Use our Partnership vs LLP Take-Home Calculator to compare the tax outcomes for your specific circumstances.
VAT Implications of the Merger
If both firms are VAT-registered, the merger may trigger a transfer of a going concern (TOGC) for VAT purposes. A TOGC is not a taxable supply, so no VAT is charged on the transfer of assets and goodwill. The conditions for TOGC treatment include:
- The assets are used in the same type of business.
- The transferee (merged firm) is VAT-registered or becomes VAT-registered.
- The transferor (pre-merger firm) ceases its business.
- No significant break in trading.
If the TOGC conditions are not met, VAT at 20% may be due on the transfer of assets and goodwill. This can significantly increase the cost of the merger. Seek specialist VAT advice.
Practical Steps for Solicitors Considering a Merger
Before proceeding, solicitors should take the following steps:
- Engage a legal-sector-specialist accountant to model the tax outcomes of different structures.
- Instruct a solicitor experienced in law firm mergers to draft the merger agreement and handle SRA notifications.
- Review PII arrangements with a specialist broker.
- Conduct due diligence on the other firm's financial position, WIP, and claims history.
- Plan the integration of systems, client files, and staff.
For a comprehensive overview, see our Post-Merger Integration guide.
Common Tax Pitfalls in Law Firm Mergers
Several tax pitfalls can catch solicitors off guard:
- Goodwill double taxation: If the merger is structured as an asset purchase rather than a share purchase, goodwill may be taxed twice (once on the seller and again on the buyer if amortisation is restricted).
- WIP valuation: Work in progress (WIP) must be valued on an earnings basis under FRS 102. The merged firm must recognise the WIP at fair value. This can create a tax charge if the WIP is treated as a disposal.
- Partner capital accounts: If partners contribute capital to the merged firm, the tax treatment of borrowing to fund the contribution must be considered. Qualifying loan interest relief under ITA 2007 s.398 may be available.

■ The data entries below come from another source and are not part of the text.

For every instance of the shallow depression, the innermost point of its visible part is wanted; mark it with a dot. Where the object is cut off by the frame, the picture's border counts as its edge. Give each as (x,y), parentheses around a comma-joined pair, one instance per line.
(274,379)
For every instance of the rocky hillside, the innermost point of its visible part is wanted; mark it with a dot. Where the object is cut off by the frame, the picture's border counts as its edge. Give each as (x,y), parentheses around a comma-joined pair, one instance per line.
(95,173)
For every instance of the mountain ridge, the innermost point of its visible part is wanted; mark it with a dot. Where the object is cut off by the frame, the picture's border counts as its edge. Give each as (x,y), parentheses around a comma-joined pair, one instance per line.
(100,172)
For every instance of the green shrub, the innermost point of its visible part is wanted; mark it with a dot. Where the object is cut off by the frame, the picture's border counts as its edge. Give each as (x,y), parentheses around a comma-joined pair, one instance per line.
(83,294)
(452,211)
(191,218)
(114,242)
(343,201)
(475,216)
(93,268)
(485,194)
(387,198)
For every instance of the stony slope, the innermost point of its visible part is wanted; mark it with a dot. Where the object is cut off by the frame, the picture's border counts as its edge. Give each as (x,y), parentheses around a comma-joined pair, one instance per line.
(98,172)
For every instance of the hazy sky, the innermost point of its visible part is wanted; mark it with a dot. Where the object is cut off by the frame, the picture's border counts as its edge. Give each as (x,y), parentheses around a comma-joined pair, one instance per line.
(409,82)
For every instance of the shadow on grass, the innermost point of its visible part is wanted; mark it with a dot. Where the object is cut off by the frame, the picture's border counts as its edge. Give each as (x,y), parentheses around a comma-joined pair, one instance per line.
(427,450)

- Salaried member rules: If the merged firm is an LLP, the Salaried Member Rules (FA 2014) must be reviewed. Any member who meets all three conditions (disguised salary, limited influence, insufficient capital) will be treated as an employee for tax purposes, with PAYE applied to their drawings.
For more on LLP structures, see our Partnership vs LLP for Solicitors guide.
Conclusion
Merging two law firms can create significant value, but the tax and regulatory landscape is complex. Goodwill treatment, SRA consent, PII continuity, and VAT implications all require careful planning. Engaging a legal-sector-specialist accountant early in the process is essential to avoid costly mistakes.
Every merger is unique. The tax outcomes depend on the specific facts, including the firms' structures, the merger consideration, and the partners' personal tax positions. Speak to a specialist accountant who understands law firm mergers before signing any agreement.